The level of demand for SME financing has been increasing at a very slow rate in the region over the past five for all types of products. This is in line with slow economic growth and low growth in the total number of SMEs. In the most recent periods, however, particularly in 2015, there has been a notable acceleration in the demand for credit. The EIB’s CESEE Survey of Bank Lending confirms this, with five consecutive semesters of positive results recorded as of the end of 2015.

Loans are the primary financing instrument for SMEs and are widely available in a diverse spectrum of products, including overdrafts, credit lines, credit cards, working capital loans and investment loans, among others. The highest levels of financial intermediation, measured as the ratio of loans to GDP, are seen in Bosnia and Herzegovina and Macedonia, while Albania and Kosovo have the lowest levels. The growth rate of the loan portfolio has been slow in recent years in the region, consistent with slow economic growth and slow growth in the number of SMEs. Only Macedonia has experienced strong loan growth in both 2013 and 2014. Serbia’s loan growth was high in 2014, but this followed a sharp drop in the previous year.

The supply of leases is small in comparison to loans, the outstanding portfolio of loans dwarfs that of leases by many times. In many countries in the region, leasing volumes decreased dramatically from 2009 onwards for the next several years, with the decline in leasing much sharper than the decline in loans. Since most leasing companies were subsidiaries of banks, and most banks considered leasing as a non-core product, the leasing companies were quick to lose support from their parent companies. Leasing companies tend to focus on vehicle financing and engage in a very limited amount of equipment financing. There is not much product variety, with most leases structured as finance leases and relatively few operating leases. Leasing companies generally have small branch networks, making it inconvenient for clients not located near the largest cities. Nevertheless, on average, a large share of the leasing portfolio is disbursed to SMEs, a much larger share than for the loan portfolio.

Equity financing is generally in very limited supply, but the situation varies from country to country. In Montenegro, there are no known venture capital or private equity investments in SMEs by formal institutions, although it is possible there have been a few small investments from angel investors. In Bosnia and Kosovo, the total supply is estimated to be less than EUR 1 million in each country, consisting of just one or two transactions per country. In Serbia, Macedonia and Albania, the total supply of such financing is higher than the other three countries but still at a very low level relative to GDP.

Since a wide variety of strategic options for funding and technical assistance for the countries of Balkan region, it is crucial that they should decide to:

Increase investments designed to mitigate the startup gap and create opportunities for the unemployed (especially young people) to join the ranks of entrepreneurs.

  • The best approach to achieve this is through increased investment in guarantee funds to mitigate the risks for banks of working with these customers.
  • Increasing the availability of venture capital funding would also be beneficial for innovative and potentially high-growth startups.
  • At the same time, greater availability of technical assistance in the form of financial literacy and business skills training (accounting, business planning, etc.) would be necessary to provide new entrepreneurs with a solid foundation for accessing financing.

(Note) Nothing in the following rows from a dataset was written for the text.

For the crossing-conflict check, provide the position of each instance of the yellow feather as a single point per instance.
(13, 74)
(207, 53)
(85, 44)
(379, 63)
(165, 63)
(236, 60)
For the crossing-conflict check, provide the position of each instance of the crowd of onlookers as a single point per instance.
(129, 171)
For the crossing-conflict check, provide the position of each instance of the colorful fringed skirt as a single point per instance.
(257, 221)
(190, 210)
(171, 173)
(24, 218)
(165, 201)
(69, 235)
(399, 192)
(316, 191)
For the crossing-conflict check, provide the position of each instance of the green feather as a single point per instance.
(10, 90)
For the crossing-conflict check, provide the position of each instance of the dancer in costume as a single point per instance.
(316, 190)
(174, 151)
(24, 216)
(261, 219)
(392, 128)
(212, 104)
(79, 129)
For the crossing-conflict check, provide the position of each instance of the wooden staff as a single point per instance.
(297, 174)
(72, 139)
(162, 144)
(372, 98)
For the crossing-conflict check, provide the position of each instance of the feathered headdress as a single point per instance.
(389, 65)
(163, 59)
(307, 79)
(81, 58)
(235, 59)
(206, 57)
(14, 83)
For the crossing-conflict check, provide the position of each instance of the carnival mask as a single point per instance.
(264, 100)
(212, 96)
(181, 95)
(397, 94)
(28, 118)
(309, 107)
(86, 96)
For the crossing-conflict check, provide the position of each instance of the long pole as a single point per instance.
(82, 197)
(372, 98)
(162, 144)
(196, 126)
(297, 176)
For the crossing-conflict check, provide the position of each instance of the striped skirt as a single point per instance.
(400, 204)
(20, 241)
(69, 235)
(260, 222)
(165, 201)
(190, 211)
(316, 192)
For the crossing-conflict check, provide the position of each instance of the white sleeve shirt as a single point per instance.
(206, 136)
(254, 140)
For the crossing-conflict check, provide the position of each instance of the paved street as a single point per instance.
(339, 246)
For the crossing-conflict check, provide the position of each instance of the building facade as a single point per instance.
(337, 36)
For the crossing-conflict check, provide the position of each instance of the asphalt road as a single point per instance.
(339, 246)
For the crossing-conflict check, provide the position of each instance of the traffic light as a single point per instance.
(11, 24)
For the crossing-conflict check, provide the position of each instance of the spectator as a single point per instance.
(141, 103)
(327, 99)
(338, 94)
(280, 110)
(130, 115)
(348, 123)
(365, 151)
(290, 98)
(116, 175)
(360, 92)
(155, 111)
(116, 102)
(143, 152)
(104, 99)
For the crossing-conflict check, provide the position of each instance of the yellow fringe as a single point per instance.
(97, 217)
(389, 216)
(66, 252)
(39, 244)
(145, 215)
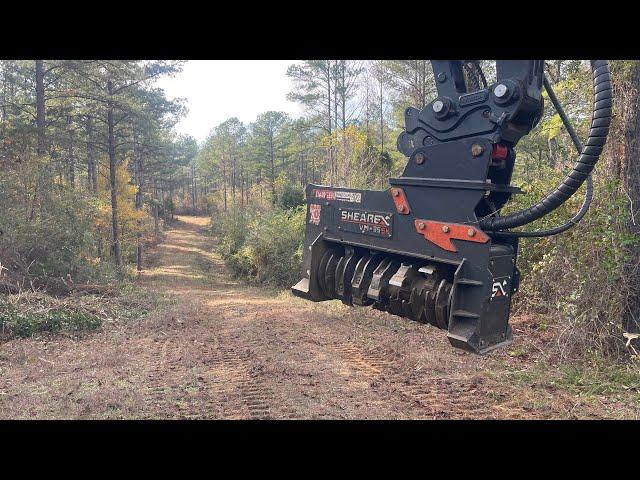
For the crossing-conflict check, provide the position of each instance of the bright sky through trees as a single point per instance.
(218, 89)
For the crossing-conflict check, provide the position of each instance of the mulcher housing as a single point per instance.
(417, 249)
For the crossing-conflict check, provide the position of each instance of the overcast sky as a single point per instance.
(219, 89)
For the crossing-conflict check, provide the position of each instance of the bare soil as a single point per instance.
(221, 349)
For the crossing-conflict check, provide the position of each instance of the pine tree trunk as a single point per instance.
(115, 236)
(40, 108)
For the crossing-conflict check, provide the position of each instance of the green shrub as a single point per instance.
(263, 247)
(51, 240)
(17, 323)
(577, 278)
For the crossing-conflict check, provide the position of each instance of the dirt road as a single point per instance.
(221, 349)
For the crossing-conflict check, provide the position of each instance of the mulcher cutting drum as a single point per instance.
(427, 248)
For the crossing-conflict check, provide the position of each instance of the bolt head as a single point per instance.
(501, 90)
(477, 149)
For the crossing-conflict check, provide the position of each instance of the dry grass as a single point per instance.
(220, 349)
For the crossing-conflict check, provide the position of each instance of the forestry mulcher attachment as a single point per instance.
(434, 247)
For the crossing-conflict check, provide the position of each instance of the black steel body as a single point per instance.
(416, 249)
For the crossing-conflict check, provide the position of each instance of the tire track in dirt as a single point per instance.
(221, 349)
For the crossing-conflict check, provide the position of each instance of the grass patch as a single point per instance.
(600, 377)
(595, 375)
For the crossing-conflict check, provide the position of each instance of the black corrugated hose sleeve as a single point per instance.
(600, 120)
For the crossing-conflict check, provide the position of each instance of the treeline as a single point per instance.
(89, 163)
(585, 283)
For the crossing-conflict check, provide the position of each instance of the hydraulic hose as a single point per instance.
(600, 121)
(588, 196)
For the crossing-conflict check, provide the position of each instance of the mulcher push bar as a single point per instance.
(418, 249)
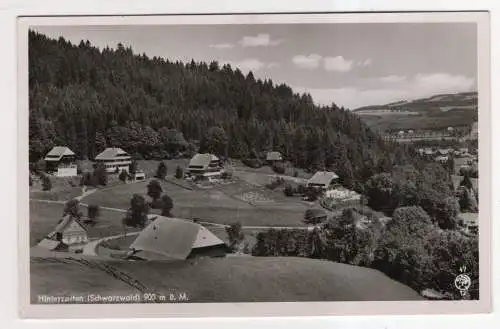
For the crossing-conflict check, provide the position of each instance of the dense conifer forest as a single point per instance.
(88, 99)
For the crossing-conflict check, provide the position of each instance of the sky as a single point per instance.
(351, 65)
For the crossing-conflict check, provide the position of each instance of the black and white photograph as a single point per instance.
(298, 160)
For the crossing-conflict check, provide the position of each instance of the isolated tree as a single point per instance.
(166, 206)
(154, 190)
(137, 214)
(161, 171)
(179, 173)
(133, 167)
(235, 235)
(86, 179)
(72, 208)
(466, 181)
(100, 176)
(46, 183)
(123, 176)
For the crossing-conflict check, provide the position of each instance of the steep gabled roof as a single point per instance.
(111, 153)
(172, 239)
(202, 160)
(322, 178)
(57, 153)
(274, 156)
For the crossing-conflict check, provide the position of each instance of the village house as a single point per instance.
(61, 162)
(468, 222)
(323, 180)
(139, 175)
(204, 165)
(68, 234)
(441, 159)
(114, 160)
(273, 158)
(176, 239)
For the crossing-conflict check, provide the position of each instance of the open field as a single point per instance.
(45, 216)
(224, 204)
(63, 189)
(267, 279)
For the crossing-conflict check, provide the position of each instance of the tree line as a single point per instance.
(88, 99)
(409, 248)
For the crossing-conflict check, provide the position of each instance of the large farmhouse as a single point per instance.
(176, 239)
(323, 180)
(204, 165)
(114, 159)
(69, 233)
(61, 161)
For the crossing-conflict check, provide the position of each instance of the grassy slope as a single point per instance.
(234, 279)
(221, 205)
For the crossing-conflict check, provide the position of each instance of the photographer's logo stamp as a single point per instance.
(463, 281)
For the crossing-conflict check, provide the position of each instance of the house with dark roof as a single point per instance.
(176, 239)
(61, 162)
(68, 233)
(273, 158)
(323, 180)
(114, 160)
(469, 222)
(204, 165)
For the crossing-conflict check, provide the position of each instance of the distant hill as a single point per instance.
(232, 279)
(88, 99)
(432, 113)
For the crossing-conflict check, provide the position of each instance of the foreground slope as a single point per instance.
(232, 279)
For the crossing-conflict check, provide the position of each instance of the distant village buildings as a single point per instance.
(61, 162)
(204, 165)
(323, 180)
(114, 160)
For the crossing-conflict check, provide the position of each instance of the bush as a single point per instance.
(161, 171)
(226, 175)
(279, 168)
(252, 163)
(72, 208)
(314, 216)
(167, 205)
(289, 191)
(179, 173)
(235, 235)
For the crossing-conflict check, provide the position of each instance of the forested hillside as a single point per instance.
(88, 99)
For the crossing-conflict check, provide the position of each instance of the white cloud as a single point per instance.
(259, 40)
(338, 63)
(420, 86)
(393, 79)
(366, 62)
(222, 46)
(311, 61)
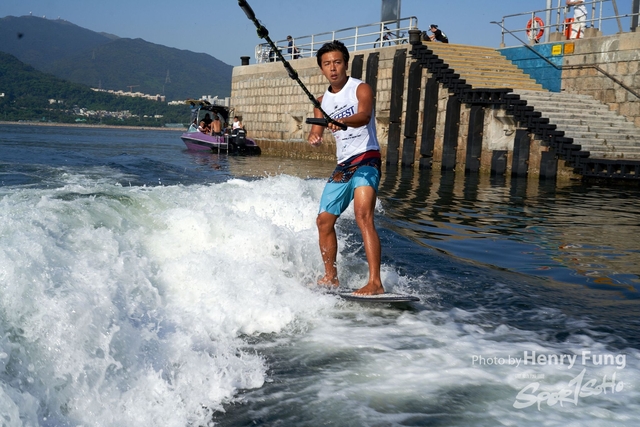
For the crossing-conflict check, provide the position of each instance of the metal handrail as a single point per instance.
(595, 18)
(366, 36)
(568, 67)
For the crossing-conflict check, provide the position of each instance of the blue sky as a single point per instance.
(180, 24)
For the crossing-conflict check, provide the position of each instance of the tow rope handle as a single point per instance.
(263, 33)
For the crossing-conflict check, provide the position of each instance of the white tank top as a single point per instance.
(352, 141)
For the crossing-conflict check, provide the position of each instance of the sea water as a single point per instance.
(143, 284)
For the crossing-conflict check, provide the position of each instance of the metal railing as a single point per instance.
(367, 36)
(600, 15)
(567, 67)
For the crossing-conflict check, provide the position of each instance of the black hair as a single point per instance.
(334, 46)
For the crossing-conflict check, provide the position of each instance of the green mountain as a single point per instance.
(108, 62)
(28, 94)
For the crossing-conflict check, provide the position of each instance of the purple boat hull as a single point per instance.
(238, 143)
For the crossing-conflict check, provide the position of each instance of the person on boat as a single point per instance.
(207, 120)
(203, 127)
(237, 124)
(437, 35)
(293, 51)
(216, 125)
(357, 174)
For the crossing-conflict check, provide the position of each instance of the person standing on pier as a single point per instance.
(357, 175)
(579, 18)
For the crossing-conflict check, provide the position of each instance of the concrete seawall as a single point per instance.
(273, 107)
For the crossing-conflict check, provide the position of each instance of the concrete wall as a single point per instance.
(273, 107)
(618, 55)
(543, 72)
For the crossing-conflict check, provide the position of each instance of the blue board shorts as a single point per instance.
(339, 190)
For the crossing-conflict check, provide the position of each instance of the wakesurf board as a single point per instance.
(380, 298)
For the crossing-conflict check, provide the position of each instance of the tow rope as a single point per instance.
(263, 33)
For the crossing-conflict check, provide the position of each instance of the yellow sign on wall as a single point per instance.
(569, 48)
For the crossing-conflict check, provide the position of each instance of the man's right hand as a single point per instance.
(314, 139)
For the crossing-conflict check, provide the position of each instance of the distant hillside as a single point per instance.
(102, 60)
(39, 42)
(27, 94)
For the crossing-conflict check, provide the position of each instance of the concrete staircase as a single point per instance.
(483, 67)
(594, 131)
(598, 130)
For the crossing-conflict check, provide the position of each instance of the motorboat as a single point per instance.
(232, 141)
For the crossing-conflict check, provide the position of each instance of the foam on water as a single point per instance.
(127, 305)
(153, 306)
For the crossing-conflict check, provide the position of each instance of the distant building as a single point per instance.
(160, 98)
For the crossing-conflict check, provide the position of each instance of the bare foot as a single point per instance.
(370, 289)
(329, 282)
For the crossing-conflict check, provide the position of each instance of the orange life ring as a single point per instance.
(535, 24)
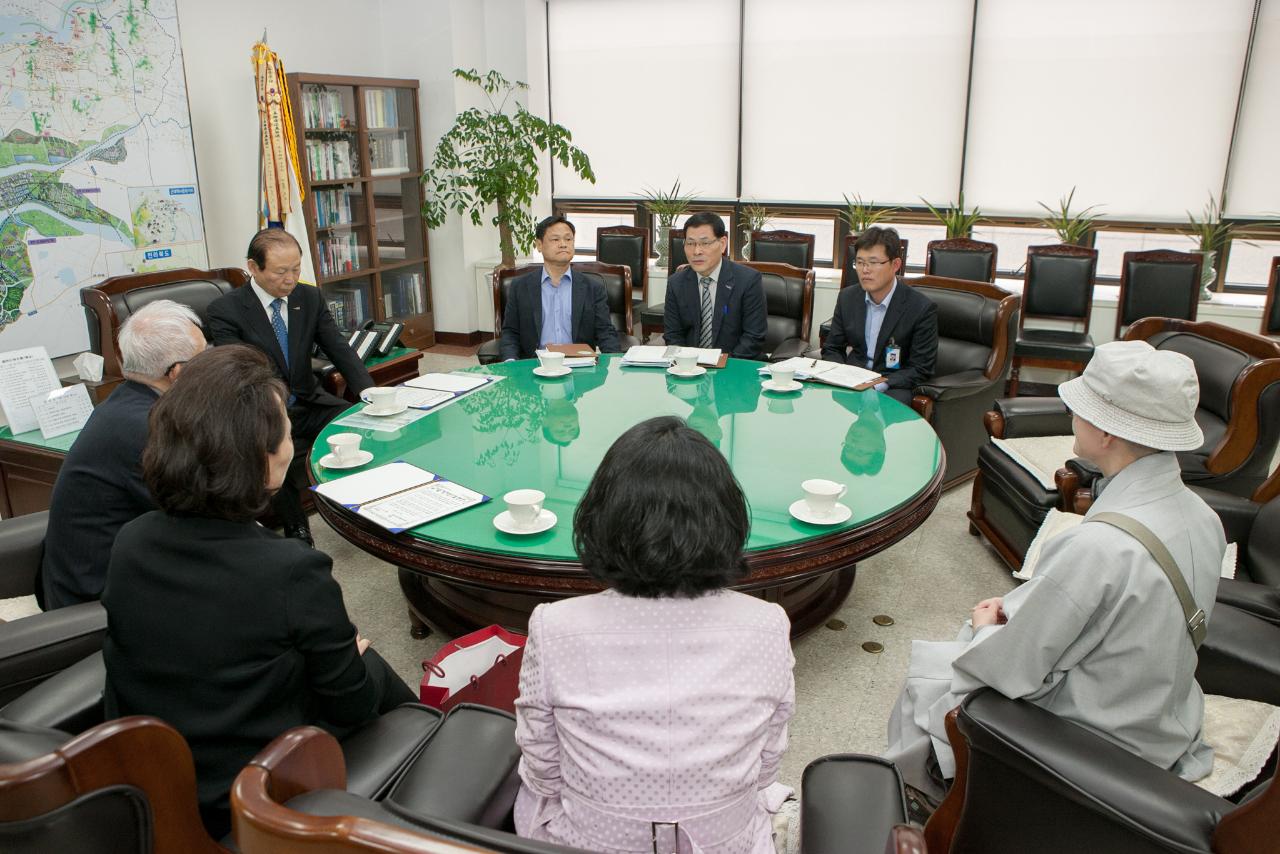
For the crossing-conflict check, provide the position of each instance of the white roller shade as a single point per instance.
(1129, 101)
(649, 91)
(854, 96)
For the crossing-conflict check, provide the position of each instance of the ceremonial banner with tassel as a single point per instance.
(280, 193)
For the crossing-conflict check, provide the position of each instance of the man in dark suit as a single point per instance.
(713, 291)
(885, 325)
(557, 306)
(284, 322)
(100, 485)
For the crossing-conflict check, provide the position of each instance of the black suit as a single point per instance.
(232, 635)
(589, 320)
(737, 319)
(99, 489)
(238, 318)
(910, 320)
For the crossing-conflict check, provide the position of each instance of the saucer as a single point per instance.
(369, 410)
(504, 524)
(330, 461)
(840, 514)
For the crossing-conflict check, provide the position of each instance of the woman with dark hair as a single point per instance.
(653, 716)
(216, 625)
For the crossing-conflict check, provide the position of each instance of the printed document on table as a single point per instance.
(400, 496)
(455, 383)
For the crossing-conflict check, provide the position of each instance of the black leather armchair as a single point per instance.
(35, 648)
(784, 247)
(1059, 286)
(960, 257)
(789, 309)
(1159, 283)
(462, 789)
(1031, 781)
(489, 351)
(977, 324)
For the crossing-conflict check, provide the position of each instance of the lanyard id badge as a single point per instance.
(892, 355)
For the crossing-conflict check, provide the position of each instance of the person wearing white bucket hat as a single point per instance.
(1098, 635)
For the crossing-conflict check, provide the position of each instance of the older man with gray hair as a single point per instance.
(100, 485)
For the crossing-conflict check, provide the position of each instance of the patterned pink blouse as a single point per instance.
(654, 724)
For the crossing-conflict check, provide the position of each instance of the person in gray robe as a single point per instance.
(1097, 635)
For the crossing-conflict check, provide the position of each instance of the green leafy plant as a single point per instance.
(958, 220)
(1208, 231)
(489, 158)
(1070, 228)
(668, 204)
(754, 217)
(862, 215)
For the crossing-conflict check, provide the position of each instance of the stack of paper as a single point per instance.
(400, 496)
(830, 373)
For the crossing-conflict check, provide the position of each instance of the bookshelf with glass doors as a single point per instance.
(361, 151)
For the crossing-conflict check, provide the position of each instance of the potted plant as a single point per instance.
(1210, 234)
(862, 215)
(755, 217)
(489, 156)
(667, 205)
(958, 220)
(1072, 228)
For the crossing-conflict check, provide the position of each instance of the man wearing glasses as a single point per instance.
(556, 305)
(885, 327)
(714, 302)
(100, 485)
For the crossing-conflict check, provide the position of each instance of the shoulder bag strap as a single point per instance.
(1133, 528)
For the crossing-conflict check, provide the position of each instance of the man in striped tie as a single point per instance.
(714, 302)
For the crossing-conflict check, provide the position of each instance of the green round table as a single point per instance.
(460, 572)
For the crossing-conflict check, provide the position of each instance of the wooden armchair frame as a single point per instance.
(782, 236)
(961, 245)
(1157, 256)
(141, 752)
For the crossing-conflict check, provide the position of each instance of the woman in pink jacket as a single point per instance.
(653, 716)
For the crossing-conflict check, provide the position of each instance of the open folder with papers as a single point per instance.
(400, 496)
(831, 373)
(661, 356)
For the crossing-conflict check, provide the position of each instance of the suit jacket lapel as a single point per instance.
(896, 306)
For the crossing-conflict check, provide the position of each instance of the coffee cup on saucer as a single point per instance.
(525, 506)
(382, 401)
(686, 360)
(782, 377)
(821, 496)
(551, 361)
(344, 447)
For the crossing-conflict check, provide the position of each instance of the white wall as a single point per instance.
(423, 40)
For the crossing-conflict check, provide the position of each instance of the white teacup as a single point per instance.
(525, 506)
(781, 375)
(551, 360)
(344, 446)
(380, 400)
(821, 496)
(686, 360)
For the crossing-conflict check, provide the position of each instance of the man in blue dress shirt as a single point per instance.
(556, 305)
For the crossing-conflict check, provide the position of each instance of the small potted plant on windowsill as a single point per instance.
(755, 217)
(1073, 229)
(1211, 236)
(958, 220)
(667, 205)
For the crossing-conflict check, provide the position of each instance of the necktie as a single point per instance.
(704, 337)
(282, 333)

Address the agriculture gap by increasing the availability of funding, risk mitigation mechanisms, and technical assistance.

  • On the funding side, portfolio guarantees would be attractive to lenders to reduce what they perceive to be the high risk of agricultural lending.
  • Sector-specific credit lines are also needed
  • Technical assistance is especially important and should focus more on helping financial institutions reduce the cost of serving agricultural enterprises.

Contribute to mitigating the loan gap by increasing the availability of portfolio guarantee products and lending to second-tier banks.